It’s not going to drain well through MOT1 as all the fines fill any gaps . If it’s not that long a stretch, maybe have a look at SUDS designs using MOT3 (has no fines) for some ideas?

Condi

17,195 posts

171 months

Wednesday 27th March
quotequote all
NDA said:
The answer, I am told, is (if you won't pay the tens of thousands for concrete or tarmac) is to have the surface crowned. i.e. higher in the middle. Road planings as a surface is fine.

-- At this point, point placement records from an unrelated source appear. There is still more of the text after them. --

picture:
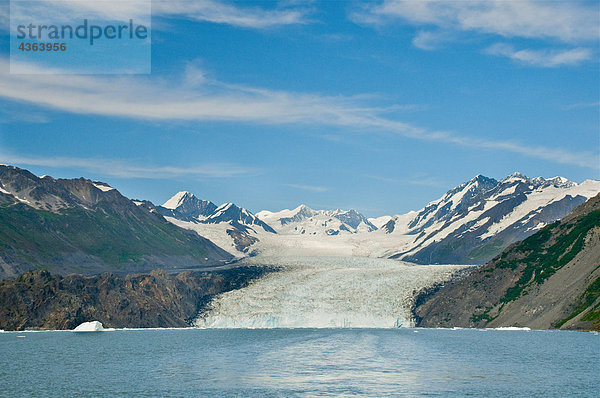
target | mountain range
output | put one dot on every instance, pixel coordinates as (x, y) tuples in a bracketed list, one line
[(470, 224), (84, 226), (549, 280), (79, 225)]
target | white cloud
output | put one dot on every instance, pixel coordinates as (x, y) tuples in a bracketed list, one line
[(310, 188), (122, 169), (582, 105), (568, 21), (542, 58), (223, 13), (145, 98)]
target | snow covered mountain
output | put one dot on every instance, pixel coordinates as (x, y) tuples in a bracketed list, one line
[(230, 227), (185, 205), (476, 220), (304, 220)]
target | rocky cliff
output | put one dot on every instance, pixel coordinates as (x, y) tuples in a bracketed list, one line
[(549, 280), (41, 300)]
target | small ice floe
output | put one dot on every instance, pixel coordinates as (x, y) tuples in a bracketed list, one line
[(93, 326), (512, 328)]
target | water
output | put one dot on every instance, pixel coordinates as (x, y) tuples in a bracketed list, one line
[(326, 292), (300, 362)]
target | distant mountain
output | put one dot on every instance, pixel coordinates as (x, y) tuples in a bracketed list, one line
[(304, 220), (185, 205), (549, 280), (232, 228), (88, 227), (476, 220)]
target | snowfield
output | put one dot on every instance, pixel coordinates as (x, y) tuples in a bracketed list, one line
[(324, 292)]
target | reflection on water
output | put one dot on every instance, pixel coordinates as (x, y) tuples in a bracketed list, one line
[(326, 292), (302, 362)]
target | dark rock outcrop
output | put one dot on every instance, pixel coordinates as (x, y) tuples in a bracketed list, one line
[(88, 227), (549, 280), (41, 300)]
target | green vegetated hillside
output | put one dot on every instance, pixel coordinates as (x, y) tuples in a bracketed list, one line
[(41, 300), (549, 280), (80, 226)]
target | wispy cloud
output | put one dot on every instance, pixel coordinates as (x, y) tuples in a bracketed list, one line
[(124, 169), (444, 21), (311, 188), (414, 180), (226, 13), (146, 98), (542, 58), (221, 12), (431, 40), (567, 21)]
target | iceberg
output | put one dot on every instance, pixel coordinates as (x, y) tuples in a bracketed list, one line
[(93, 326)]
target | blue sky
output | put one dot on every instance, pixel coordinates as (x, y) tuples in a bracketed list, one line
[(378, 106)]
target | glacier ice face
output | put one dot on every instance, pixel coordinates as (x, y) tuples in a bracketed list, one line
[(93, 326), (325, 292)]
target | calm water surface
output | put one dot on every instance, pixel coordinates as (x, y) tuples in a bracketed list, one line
[(300, 362)]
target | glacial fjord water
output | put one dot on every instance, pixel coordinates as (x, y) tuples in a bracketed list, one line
[(326, 292), (300, 362)]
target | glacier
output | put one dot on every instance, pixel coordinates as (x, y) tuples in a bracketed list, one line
[(325, 292)]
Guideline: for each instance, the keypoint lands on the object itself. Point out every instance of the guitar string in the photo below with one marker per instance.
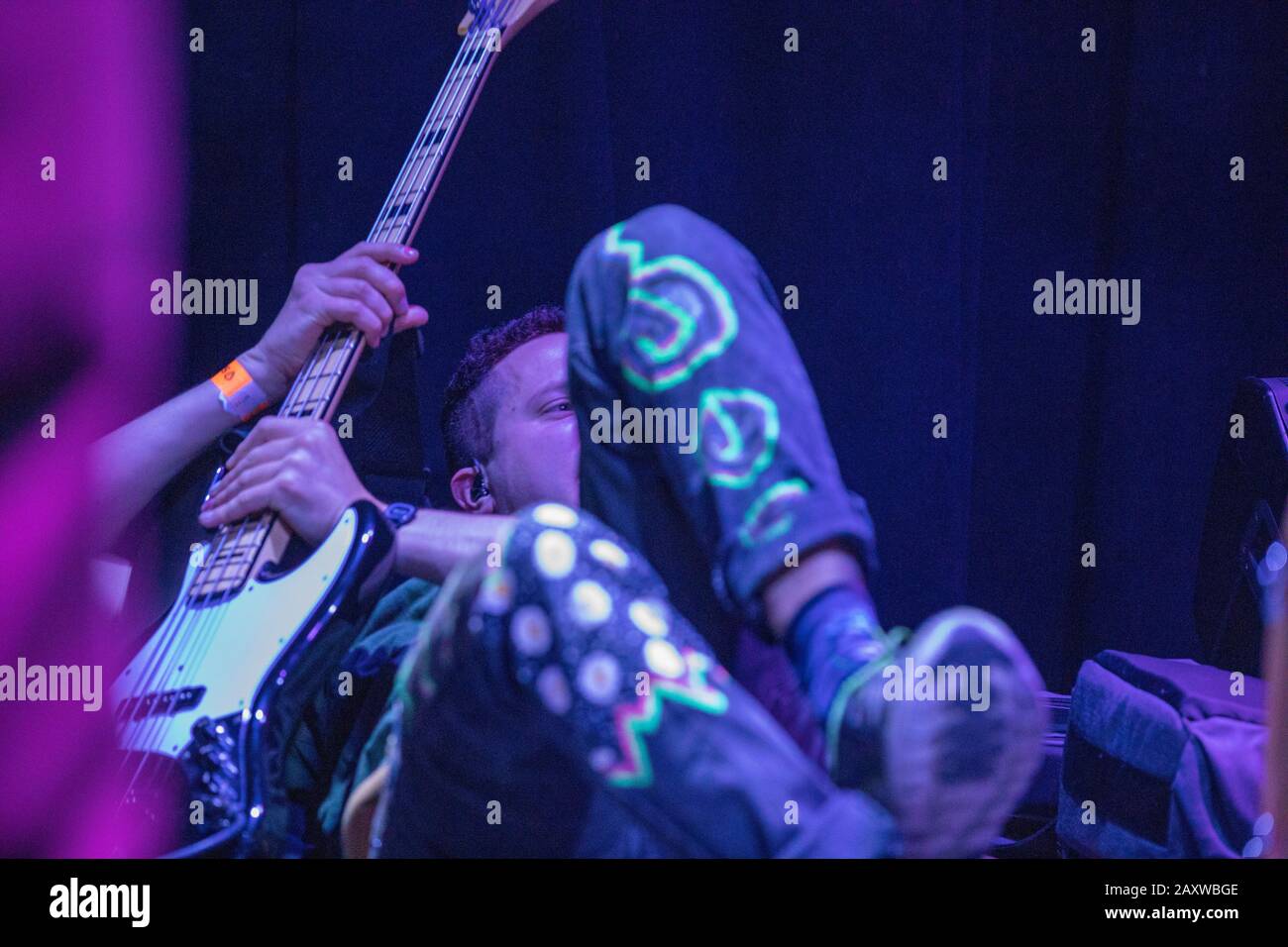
(410, 169)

But at some point you'll need a machine in to dig it up and start from scratch. Just filling the pot holes never lasts.
This is correct.

Ideally the surface wants breaking up and relaying/re-compacting with a shape which allows the water to run off. If you fill in the potholes they'll come back. If you break up the whole thing and reshape it the weak areas won't be there in the same way they are now.

On a budget you may as well fill them in every 2 or 3 years, especially if the track isn't used much.

Quattromaster

2,908 posts

204 months

Wednesday 27th March
quotequote all
Our lane was the same, we paid to have the potholes filled with tarmac, then the whole lot covered in a layer of road clippings, then rolled with a 3 ton roller.

This was last June, with all this rain we have been having these last few months the potholes are already coming back.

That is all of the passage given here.